There’s a seemingly ever-growing body of research about prostate cancer, as new studies are being published quite frequently at the moment. However, while some of the news is very encouraging, other findings are proving to be devastating.
According to a new study, treating prostate cancer can cause other equally serious problems down the line for some men. These men may unfortunately be diagnosed with dementia as soon as five years after their treatment. The study refers to men who undergo hormonal therapy in order to lower their levels of testosterone. According to its findings, men who do go through with this kind of treatment are twice as likely to develop dementia as those who were treated differently.
Testosterone levels are usually considered healthy in men when they are high. However, higher testosterone levels tend to stimulate the growth of prostate tumors, which is why hormonal therapy is commonly used to lower men’s testosterone levels and thus treat prostate cancer by inhibiting the growth of the tumors.
Although this kind of treatment has been used for a long time, and an estimated four million American men are taking Androgen Deprivation Therapy (ADT) at this time, the findings of this study only corroborate a mounting body of research.
Researchers had already established a link between ADT and Alzheimer’s, which the author points out is usually confused with other forms of dementia. For this reason, scientists from Stanford as well as the University of Pennsylvania’s schools of Medicine made the executive decision of including a larger scope of dementia and cognitive decline conditions in the current study. Enlarging the scope of the study does not seem, however, to have significantly altered their findings.
For the current project, researchers analyzed 10,000 unidentified medical records of patients diagnosed with prostate cancer. Among them there were 1,829 patients who had received androgen deprivation therapy, 7.9 percent of whom developed dementia in the next five years.
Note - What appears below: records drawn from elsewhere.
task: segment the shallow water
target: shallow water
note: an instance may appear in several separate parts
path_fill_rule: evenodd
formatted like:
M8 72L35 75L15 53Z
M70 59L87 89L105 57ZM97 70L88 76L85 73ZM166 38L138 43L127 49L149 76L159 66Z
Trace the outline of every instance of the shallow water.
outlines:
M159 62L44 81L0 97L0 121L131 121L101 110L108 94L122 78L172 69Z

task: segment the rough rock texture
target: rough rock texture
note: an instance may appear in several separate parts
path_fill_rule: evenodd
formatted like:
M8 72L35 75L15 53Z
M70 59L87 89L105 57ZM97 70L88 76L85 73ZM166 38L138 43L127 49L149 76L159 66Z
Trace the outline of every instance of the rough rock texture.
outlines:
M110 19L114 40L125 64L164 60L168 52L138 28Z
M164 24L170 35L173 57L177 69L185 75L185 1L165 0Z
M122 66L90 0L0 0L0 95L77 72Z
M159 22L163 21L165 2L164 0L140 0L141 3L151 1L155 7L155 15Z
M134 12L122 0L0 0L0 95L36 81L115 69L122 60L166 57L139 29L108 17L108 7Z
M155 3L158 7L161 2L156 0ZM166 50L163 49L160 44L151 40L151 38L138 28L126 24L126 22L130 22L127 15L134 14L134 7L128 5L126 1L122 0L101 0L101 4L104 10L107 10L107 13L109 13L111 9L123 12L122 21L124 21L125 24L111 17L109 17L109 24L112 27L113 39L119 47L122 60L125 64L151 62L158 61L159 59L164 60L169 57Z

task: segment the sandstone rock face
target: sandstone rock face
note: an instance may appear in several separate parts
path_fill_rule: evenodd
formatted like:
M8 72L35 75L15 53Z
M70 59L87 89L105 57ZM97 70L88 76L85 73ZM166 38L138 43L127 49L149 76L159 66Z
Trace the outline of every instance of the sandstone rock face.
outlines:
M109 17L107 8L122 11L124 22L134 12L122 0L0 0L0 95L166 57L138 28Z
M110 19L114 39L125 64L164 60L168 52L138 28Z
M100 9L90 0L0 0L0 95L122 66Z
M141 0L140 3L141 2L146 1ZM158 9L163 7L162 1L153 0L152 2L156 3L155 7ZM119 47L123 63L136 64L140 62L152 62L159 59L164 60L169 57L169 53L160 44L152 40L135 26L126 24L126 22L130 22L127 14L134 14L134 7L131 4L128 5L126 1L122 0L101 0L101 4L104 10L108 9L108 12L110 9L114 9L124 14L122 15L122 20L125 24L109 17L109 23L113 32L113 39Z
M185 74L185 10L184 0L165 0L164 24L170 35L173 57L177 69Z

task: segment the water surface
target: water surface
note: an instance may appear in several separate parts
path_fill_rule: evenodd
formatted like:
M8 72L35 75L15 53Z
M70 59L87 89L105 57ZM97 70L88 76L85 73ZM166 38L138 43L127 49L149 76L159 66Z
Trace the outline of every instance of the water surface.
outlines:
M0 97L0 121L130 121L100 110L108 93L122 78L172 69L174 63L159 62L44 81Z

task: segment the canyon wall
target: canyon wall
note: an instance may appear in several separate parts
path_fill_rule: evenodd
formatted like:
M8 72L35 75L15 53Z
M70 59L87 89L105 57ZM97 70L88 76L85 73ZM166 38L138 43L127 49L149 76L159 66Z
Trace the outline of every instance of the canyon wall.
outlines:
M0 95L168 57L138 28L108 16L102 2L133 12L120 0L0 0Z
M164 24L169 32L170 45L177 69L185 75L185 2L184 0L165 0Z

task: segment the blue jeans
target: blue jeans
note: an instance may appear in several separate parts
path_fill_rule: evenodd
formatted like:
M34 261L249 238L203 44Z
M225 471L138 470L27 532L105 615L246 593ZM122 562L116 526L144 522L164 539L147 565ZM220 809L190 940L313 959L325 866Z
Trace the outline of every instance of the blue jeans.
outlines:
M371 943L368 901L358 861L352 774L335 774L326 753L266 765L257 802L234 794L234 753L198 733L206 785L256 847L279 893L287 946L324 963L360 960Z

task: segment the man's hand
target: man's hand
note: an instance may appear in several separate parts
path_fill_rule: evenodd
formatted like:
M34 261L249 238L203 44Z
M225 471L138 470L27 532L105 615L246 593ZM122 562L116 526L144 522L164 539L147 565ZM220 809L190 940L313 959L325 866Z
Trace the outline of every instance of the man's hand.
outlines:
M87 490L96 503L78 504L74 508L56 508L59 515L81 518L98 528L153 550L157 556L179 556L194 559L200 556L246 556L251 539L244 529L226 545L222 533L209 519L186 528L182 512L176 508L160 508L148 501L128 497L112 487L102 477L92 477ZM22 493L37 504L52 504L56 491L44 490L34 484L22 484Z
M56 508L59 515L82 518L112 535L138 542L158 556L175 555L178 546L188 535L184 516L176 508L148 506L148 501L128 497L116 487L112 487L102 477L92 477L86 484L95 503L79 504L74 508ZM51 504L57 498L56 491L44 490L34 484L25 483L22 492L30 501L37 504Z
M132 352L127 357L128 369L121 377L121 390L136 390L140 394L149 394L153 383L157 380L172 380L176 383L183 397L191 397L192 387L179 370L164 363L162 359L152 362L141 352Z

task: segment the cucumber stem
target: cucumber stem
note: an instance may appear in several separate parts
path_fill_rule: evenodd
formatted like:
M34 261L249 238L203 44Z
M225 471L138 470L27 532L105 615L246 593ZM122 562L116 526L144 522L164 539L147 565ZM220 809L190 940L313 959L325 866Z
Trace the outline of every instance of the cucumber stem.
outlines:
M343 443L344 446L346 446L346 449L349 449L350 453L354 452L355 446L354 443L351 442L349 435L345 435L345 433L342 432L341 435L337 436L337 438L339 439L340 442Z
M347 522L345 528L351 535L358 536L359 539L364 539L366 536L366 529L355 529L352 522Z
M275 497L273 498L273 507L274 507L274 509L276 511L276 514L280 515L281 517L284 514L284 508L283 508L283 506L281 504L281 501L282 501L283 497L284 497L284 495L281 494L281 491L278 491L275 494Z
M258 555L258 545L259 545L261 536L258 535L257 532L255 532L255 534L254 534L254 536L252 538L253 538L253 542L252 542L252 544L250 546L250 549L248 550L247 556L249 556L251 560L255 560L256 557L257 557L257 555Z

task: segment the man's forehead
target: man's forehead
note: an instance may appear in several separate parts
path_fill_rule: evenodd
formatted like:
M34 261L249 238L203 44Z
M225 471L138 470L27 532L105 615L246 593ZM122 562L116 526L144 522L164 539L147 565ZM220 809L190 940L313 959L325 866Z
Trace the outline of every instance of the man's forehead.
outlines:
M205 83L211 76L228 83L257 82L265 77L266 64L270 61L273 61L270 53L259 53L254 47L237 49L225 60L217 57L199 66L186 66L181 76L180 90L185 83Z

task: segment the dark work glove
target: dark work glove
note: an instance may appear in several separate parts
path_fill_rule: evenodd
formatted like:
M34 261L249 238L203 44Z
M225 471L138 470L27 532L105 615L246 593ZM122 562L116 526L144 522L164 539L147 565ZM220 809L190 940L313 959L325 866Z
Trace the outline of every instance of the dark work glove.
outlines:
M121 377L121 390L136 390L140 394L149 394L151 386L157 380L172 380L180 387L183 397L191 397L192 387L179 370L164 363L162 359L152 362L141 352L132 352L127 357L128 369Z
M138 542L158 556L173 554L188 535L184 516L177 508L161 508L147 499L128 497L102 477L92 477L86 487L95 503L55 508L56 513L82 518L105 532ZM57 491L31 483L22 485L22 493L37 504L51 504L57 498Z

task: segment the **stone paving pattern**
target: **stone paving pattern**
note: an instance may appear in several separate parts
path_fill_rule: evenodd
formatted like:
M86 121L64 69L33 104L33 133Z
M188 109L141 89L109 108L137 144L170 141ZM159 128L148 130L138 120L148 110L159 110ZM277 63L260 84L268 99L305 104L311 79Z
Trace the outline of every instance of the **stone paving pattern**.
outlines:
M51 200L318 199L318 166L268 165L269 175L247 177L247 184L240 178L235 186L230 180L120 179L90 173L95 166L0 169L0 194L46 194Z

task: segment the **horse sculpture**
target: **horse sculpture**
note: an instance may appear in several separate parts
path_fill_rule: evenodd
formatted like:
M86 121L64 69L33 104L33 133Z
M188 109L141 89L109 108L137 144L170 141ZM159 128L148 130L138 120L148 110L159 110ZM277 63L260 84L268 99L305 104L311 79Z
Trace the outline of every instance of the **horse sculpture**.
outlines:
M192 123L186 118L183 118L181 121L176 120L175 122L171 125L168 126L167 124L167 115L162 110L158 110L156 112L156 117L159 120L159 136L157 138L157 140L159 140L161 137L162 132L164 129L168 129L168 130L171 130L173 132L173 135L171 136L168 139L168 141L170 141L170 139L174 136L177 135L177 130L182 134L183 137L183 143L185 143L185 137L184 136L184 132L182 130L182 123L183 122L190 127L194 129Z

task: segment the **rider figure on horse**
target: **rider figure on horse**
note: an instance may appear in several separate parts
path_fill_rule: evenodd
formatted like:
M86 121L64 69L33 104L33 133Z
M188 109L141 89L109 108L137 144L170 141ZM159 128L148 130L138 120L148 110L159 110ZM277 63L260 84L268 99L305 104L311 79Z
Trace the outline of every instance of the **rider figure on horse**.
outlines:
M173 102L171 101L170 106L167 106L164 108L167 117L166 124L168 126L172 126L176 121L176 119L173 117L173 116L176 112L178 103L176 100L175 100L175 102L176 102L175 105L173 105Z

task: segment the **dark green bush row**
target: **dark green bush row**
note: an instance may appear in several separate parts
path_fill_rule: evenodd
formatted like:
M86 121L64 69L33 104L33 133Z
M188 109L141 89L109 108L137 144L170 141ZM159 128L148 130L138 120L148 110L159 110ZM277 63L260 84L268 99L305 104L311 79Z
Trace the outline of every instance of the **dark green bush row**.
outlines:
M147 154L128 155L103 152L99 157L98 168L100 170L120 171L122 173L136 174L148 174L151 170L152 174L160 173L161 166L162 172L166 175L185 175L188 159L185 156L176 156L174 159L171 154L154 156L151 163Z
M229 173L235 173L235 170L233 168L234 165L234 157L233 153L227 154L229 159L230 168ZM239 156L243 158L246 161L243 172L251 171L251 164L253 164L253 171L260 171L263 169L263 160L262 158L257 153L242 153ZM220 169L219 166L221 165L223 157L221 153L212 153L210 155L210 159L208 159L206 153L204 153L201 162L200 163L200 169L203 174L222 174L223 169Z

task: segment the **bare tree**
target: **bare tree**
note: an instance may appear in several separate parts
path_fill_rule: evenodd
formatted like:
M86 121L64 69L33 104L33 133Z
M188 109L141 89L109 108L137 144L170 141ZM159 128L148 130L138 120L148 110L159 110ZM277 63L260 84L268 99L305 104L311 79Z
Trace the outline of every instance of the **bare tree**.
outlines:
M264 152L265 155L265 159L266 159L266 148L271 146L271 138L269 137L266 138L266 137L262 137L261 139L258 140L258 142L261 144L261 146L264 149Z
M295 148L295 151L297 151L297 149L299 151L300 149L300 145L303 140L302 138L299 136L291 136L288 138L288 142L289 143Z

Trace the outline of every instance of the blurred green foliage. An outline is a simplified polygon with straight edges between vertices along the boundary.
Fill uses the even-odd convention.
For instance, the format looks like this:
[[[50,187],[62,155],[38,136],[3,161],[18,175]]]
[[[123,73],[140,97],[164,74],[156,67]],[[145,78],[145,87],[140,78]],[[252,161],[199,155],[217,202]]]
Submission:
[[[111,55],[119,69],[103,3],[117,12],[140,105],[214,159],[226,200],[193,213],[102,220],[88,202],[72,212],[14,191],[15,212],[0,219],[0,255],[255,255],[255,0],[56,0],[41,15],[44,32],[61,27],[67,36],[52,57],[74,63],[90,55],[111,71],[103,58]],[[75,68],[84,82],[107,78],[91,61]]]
In contrast, only 3.5 percent of those who did not receive ADT treatment experienced the same outcome.
The severity of the risk might depend on each patient’s history, but the study’s findings still point to a link between ADT and dementia.
Given this information, it seems natural for the medical community to start pushing for new courses of treatment to be prescribed, particularly since new research shows that the death rates among those who are treated using active monitoring, radiation or surgery are in fact quite insignificant.